Un fallo en la infraestructura de acceso remoto de Meari Technology dejó expuestos alrededor de un millón de monitores de bebé y cámaras de seguridad Wi‑Fi, permitiendo a terceros ver en tiempo real las transmisiones sin contraseña ni autenticación. El problema afectó a dispositivos comercializados bajo distintas marcas en todo el mundo, porque Meari actúa como fabricante de referencia para numerosos modelos de etiqueta blanca.

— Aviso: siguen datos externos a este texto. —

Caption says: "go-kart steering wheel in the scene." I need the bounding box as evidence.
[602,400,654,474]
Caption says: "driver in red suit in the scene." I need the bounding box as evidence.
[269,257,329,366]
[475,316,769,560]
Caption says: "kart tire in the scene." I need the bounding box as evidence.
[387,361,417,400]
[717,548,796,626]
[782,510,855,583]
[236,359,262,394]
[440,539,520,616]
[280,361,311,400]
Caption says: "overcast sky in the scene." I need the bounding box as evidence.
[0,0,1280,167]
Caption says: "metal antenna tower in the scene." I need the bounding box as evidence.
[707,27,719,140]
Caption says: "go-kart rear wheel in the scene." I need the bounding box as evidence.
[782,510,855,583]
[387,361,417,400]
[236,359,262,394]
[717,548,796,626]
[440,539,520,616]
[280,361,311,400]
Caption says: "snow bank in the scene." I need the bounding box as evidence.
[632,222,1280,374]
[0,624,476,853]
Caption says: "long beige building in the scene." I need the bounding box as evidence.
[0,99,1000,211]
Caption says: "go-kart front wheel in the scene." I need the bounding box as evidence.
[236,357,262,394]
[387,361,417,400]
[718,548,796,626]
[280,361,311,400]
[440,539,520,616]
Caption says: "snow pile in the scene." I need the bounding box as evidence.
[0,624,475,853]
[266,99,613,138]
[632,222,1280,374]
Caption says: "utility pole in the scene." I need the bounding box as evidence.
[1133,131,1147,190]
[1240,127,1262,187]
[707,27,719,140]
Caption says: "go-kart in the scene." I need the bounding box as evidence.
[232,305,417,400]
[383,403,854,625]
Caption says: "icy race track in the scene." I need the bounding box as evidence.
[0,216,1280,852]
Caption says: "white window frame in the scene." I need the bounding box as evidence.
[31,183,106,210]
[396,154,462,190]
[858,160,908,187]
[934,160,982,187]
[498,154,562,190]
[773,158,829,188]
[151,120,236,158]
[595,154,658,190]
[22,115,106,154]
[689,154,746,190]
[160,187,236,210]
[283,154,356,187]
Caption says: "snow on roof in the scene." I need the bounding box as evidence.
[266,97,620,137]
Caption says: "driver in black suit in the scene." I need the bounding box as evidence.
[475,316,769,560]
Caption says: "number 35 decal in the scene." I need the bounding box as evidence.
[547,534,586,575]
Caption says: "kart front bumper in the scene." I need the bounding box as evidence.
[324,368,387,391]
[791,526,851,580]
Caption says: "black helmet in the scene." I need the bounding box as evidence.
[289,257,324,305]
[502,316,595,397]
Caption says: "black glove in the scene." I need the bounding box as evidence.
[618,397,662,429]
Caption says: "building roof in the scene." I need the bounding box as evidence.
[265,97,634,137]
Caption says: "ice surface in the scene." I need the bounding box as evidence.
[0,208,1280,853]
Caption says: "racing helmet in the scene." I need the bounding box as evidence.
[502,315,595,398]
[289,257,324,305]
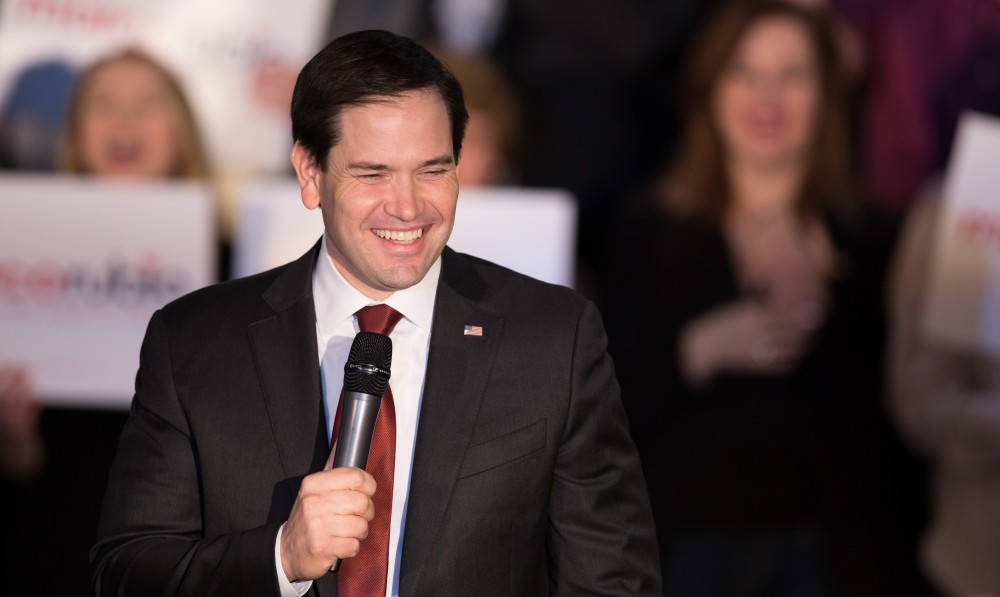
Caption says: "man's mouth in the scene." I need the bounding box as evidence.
[372,228,424,244]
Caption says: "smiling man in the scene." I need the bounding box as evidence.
[92,31,660,596]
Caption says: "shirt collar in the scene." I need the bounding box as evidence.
[313,234,441,334]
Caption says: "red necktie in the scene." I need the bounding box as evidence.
[331,305,403,597]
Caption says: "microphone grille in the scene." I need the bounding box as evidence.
[344,332,392,396]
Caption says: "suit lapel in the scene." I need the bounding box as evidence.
[399,248,503,595]
[247,240,327,510]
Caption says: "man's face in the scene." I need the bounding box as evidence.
[292,90,458,300]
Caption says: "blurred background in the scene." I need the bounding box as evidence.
[0,0,1000,597]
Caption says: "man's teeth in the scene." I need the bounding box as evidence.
[374,228,424,243]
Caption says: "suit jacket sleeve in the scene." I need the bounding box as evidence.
[549,303,660,595]
[91,312,280,595]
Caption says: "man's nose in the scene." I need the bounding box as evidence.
[385,177,420,221]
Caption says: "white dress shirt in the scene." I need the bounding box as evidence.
[274,236,441,597]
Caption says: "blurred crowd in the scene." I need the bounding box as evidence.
[0,0,1000,597]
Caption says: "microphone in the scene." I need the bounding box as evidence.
[330,332,392,573]
[333,332,392,469]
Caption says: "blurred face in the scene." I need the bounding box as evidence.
[292,91,458,300]
[77,59,181,178]
[458,110,503,187]
[714,17,820,167]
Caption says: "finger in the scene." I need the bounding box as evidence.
[323,440,337,471]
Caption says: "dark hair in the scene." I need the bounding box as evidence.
[662,0,856,219]
[292,31,469,171]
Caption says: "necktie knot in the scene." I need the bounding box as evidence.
[355,304,403,336]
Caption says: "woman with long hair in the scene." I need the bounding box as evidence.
[603,1,916,596]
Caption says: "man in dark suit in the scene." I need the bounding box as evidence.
[92,31,660,595]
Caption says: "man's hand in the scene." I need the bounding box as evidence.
[281,467,375,581]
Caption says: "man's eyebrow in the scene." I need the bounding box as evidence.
[420,154,455,168]
[347,162,389,172]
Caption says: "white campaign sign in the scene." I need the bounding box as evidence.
[0,0,333,174]
[923,113,1000,357]
[0,176,216,407]
[233,179,577,287]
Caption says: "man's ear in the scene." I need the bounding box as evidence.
[292,141,323,209]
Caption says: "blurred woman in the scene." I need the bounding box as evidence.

Los investigadores explican que el problema no estaba en la app del usuario, sino en los servidores intermedios que gestionaban el acceso a las cámaras: no verificaban correctamente la identidad de quien pedía la conexión. Eso abría la puerta a que cualquier persona con conocimientos básicos pudiera espiar habitaciones de menores y hogares enteros si conocía o adivinaba ciertos identificadores del dispositivo.
Tras conocerse el fallo, Meari habría aplicado correcciones, aunque no ha detallado públicamente el alcance del incidente ni el número exacto de modelos afectados. El caso deja una advertencia clara: en cámaras conectadas, conviene revisar actualizaciones de firmware, desactivar el acceso remoto si no es necesario y activar autenticación fuerte siempre que el fabricante lo permita.